Yale University Library News

Introducing the Library’s new Director of Development

October 1, 2015

The Library recently welcomed a new Director of Development. Basie Bales Gitlin ’10 B.A. brings to the position a remarkable combination of Yale knowledge, fundraising experience, and a deep and abiding love for libraries.   

During his college years, Basie worked as a curatorial assistant at the Beinecke Library and catalogued books for two rare book firms while forging an academic specialty in the history of the book. His dissertation at the University of Cambridge, from which he received an M.Phil. in 2011, examined how British donors were solicited for gifts to the Harvard and Yale libraries in the colonial period. In 2012, he joined the Yale Office of Development as a staff writer in the stewardship department. For the last two and a half years, as a front-line fundraiser for the Yale School of Management, he helped to establish the school’s reunion and leadership giving programs and built strong relationships with countless donors, many of them new to philanthropy.

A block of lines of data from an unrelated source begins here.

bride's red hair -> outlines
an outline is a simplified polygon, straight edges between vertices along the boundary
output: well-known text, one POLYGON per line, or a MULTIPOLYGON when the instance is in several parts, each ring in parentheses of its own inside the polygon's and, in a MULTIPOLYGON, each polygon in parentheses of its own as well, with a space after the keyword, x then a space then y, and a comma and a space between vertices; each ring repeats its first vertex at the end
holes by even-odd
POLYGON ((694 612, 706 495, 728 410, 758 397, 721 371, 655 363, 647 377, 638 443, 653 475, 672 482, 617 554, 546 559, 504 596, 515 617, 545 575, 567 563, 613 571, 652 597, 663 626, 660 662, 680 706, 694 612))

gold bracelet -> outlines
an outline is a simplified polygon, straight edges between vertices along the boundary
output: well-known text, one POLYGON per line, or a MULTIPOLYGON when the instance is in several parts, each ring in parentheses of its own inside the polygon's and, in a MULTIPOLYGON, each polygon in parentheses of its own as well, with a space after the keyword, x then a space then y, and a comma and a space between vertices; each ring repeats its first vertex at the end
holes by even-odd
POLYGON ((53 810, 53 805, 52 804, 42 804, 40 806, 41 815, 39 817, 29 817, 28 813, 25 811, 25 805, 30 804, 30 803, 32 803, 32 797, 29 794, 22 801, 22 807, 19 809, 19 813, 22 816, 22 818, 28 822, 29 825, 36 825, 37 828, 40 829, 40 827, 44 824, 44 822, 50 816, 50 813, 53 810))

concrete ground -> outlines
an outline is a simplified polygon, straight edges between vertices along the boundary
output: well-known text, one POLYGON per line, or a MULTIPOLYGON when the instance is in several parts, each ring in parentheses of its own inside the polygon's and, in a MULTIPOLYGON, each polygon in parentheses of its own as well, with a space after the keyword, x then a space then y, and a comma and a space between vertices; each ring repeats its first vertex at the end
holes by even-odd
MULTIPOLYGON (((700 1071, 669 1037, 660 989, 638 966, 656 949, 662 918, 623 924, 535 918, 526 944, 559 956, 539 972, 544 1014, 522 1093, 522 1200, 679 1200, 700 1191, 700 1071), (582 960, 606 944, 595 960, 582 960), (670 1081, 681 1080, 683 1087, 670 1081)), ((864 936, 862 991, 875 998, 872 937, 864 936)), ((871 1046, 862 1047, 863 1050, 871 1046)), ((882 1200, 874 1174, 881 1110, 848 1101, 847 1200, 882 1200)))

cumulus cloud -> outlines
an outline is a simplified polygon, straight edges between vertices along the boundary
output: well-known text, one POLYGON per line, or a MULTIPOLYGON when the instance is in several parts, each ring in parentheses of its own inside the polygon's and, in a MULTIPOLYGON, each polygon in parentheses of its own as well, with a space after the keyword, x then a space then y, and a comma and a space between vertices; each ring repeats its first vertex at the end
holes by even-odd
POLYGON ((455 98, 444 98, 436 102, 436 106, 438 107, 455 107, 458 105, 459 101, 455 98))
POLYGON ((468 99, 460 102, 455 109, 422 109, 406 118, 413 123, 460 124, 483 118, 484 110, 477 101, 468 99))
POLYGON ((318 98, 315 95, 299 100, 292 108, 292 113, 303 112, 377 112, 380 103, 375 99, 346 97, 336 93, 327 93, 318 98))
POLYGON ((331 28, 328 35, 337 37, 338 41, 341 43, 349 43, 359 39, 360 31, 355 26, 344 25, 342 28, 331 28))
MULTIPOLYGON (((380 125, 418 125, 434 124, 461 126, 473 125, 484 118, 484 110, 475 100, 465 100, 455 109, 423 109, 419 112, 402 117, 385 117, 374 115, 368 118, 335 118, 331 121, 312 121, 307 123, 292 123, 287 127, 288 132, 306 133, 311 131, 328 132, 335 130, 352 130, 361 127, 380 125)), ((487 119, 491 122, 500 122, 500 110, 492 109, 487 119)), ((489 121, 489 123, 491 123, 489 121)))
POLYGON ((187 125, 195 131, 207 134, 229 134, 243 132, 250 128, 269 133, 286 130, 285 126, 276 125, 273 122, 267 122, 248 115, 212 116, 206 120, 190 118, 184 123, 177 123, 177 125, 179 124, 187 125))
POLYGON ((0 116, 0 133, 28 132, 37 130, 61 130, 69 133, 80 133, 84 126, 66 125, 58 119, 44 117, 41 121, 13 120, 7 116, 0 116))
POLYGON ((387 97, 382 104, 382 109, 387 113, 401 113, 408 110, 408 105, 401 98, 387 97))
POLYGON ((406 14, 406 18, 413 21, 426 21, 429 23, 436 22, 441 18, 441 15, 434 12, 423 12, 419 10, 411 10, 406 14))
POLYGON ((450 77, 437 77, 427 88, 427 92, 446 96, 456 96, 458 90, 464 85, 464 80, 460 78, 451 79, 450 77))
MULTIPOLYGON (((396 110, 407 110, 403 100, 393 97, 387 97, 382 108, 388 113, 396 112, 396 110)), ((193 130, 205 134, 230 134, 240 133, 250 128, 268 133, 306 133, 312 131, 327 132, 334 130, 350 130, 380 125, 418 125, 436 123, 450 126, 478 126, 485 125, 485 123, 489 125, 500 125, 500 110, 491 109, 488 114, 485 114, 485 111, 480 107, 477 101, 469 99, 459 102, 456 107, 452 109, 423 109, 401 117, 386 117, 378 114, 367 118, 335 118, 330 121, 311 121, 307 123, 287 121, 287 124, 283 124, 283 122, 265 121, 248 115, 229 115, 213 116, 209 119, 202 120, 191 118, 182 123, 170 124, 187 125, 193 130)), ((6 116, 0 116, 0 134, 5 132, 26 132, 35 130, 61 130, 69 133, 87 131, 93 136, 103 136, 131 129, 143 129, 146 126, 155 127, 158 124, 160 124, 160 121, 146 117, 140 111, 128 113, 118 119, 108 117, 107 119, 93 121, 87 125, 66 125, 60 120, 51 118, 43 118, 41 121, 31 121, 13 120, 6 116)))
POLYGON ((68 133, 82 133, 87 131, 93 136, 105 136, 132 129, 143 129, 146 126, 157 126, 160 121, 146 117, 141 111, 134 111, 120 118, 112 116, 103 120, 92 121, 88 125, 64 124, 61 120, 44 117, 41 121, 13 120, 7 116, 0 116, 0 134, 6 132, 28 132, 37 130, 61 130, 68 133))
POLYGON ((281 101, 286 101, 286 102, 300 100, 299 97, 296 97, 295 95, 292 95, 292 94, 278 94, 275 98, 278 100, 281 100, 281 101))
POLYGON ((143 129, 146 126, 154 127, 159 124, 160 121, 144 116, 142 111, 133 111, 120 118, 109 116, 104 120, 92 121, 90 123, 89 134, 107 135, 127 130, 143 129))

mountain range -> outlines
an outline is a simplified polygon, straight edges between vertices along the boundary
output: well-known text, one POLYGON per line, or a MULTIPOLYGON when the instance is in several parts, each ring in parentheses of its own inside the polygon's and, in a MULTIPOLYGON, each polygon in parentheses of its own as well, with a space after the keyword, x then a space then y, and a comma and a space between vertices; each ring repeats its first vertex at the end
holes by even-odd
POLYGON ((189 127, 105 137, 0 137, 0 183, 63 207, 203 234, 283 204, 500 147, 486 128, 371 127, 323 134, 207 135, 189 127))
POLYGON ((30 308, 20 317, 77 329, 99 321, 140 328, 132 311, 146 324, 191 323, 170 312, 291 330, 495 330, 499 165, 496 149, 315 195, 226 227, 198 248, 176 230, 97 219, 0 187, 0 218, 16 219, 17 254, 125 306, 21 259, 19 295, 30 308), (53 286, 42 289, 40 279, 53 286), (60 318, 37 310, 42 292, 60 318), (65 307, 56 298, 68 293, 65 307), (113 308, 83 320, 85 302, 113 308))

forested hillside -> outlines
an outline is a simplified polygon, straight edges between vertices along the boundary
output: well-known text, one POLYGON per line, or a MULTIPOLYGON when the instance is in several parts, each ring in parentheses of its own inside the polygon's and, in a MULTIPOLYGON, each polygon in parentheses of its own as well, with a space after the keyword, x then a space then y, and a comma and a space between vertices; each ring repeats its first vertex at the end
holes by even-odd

In his spare time, he serves on the boards of the Mory’s Association and the Yale Alumni Fund, interviews prospective students as an Alumni Schools Committee member, and is a Fellow of Davenport College. He also co-chaired his 5th Reunion Gift Committee. With his father, Jay Gitlin, he co-authored a book, Mory’s: A Brief History (2014), and an essay on Elihu Yale for the Yale University Art Gallery Bulletin 2012. A serious book collector, Basie has focused his efforts on the history of Yale and the history of books, libraries, and printing; he is an active member of the Grolier Club in New York City, the oldest society of bibliophiles in North America. His other hobbies include practicing and competing with the Yale Graduate Crew, haunting the Payne Whitney squash courts, and playing the drums.